On Wed, 24 Sept 2025 at 04:25, Kirk Parker <khp@equatoria.us> wrote: > I'm a big fan of maintenance-free functions. What would you think about adding the following as an alternative trigger function, or as a replacement for the current function, to > https://www.postgresql.org/docs/current/ddl-partitioning.html#DDL-PARTITIONING-INHERITANCE-EXAMPLE , item #5? > > CREATE OR REPLACE FUNCTION measurement_insert_trigger() > RETURNS TRIGGER AS $$ > BEGIN > EXECUTE format('INSERT INTO measurement_%s VALUES (NEW.*)', to_char( NEW.logdate, 'YYYYMM')); > RETURN NULL; > END; > $$ > LANGUAGE plpgsql;
I've somewhat mixed feelings about that. While I do agree that it might be a good way to code things to help prevent a DBA from a midnight callout, I'm just not sure I'm that onboard with adding the example. About 10 years ago, I'd likely just have agreed, but since then we've got declarative partitioning and the legitimate use cases for using inheritance partitioning over the newer method are very limited. Today when I look at that page in the documents, I wonder how we could write less about inheritance partitioning or if we could move the inheritance section out into another page rather than having it mixed up with the declarative partitioning sections, perhaps headed up with a note to redirect people to the declarative partitioning section. I fear adding your proposed example might increase the chances of someone landing on that section if they're skimming the page.

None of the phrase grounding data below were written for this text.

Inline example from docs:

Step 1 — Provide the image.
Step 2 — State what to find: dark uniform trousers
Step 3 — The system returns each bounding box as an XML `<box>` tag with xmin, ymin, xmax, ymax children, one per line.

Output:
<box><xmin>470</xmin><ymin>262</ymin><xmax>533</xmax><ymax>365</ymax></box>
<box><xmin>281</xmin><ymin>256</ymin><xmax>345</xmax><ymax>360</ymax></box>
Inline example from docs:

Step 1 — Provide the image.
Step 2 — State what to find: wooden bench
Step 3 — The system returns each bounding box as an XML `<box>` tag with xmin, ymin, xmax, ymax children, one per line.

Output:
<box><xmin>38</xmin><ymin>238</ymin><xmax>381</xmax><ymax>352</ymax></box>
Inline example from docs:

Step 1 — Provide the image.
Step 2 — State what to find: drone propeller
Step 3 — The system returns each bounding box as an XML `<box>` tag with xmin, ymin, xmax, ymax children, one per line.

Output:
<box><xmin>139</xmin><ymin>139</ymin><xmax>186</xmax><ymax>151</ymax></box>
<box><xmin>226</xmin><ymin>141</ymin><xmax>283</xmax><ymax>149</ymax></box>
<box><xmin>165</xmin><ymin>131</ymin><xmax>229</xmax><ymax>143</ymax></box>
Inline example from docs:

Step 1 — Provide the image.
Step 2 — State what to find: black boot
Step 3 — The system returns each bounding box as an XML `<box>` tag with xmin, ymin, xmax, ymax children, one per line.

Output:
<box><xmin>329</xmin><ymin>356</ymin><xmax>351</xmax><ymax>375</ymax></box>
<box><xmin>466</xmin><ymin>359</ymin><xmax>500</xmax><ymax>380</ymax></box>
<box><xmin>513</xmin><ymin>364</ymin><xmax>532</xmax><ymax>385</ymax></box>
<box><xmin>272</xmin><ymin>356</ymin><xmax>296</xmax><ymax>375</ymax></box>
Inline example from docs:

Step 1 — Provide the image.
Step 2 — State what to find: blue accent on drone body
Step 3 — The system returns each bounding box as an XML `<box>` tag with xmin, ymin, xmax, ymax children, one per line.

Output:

Overall, I'm about -0.01 on your idea. I might be in favour of it if the inheritance section had a dedicated page.
David
I get what you're saying. My email sat in my drafts folder for a couple days while I was debating whether to send it or not, for the exact reason that inheritance-based partitioning is, with a few exceptions, a legacy concept.
One way to "write less about inheritance partitioning", though, would be to present the suggested new function as the only example of the trigger function. That would shorten the section by replacing the two current functions along with some of the surrounding explanatory verbiage.
Possible patch attached; this is my first ever submission so I hope I didn't miss anything.